Foundations & Encodings
Lesson, slides, and applied problem sets.
View SlidesLesson
Blockchain Foundations & Encodings
Why this module exists
Blockchains are data-first systems. Before consensus or mining matters, you must be able to serialize deterministically and decode unambiguously. A single bit of ambiguity creates consensus forks.
1) Canonical bytes are the protocol
Every object (transaction, block header, address) has a canonical byte layout. Validators don't interpret your structs—they hash bytes.
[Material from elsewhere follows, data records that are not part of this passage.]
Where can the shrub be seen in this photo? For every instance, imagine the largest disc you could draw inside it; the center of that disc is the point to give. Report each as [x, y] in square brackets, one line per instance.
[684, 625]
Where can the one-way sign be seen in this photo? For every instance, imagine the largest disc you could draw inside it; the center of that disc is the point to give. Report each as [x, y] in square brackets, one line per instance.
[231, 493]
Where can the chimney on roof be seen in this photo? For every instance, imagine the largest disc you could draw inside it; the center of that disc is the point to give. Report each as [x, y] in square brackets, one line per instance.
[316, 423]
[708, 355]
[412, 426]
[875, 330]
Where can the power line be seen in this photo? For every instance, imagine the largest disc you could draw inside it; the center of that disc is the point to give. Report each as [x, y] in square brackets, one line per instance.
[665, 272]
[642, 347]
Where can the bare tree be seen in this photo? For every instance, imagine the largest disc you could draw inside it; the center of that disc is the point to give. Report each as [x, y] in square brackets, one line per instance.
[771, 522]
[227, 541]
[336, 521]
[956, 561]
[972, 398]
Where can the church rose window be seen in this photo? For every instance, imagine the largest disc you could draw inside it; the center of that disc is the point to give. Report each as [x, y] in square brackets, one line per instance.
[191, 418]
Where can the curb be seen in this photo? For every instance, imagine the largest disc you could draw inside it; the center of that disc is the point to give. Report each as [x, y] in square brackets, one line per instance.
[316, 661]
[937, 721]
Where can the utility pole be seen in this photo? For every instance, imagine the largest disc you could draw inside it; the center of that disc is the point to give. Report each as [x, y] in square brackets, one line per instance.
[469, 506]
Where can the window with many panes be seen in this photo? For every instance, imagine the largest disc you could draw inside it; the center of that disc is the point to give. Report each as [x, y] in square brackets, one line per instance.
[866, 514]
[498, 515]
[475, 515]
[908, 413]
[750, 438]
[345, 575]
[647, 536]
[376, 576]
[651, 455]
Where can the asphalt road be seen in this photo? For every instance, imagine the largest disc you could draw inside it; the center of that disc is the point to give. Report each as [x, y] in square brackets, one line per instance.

If two nodes serialize slightly differently, they will disagree on txids and merkle roots.
Key properties:
- Deterministic ordering and encoding
- Explicit lengths for variable fields
- Little-endian integers in Bitcoin serialization
2) CompactSize varint
Bitcoin encodes counts and lengths using CompactSize:
- 1 byte for small values
- Prefixed 16/32/64-bit for larger
- Non-canonical encodings are invalid
Canonicality prevents multiple encodings for the same number, which prevents malleability and ambiguity in parsing.
3) Base58Check
Base58Check is a human-friendly encoding with a built-in checksum:
- Avoids visually confusing characters (0/O, I/l)
- Preserves leading zero bytes via leading
1s - Detects typos via 4-byte checksum
Note: we use Base58Check to teach encoding, not wallet security.
4) Practical pitfalls
- Incorrect endian handling = wrong txid/merkle root.
- Accepting non-canonical encodings can lead to consensus splits.
- Address encoding is presentation, not consensus—be clear which layer you are in.
What you will build
- CompactSize encoding/decoding with canonical checks
- Base58Check encoding/decoding with checksum validation
Key takeaways
- Bytes are the protocol boundary.
- Canonical encoding is a consensus rule.
- Base58Check is about robustness of human input.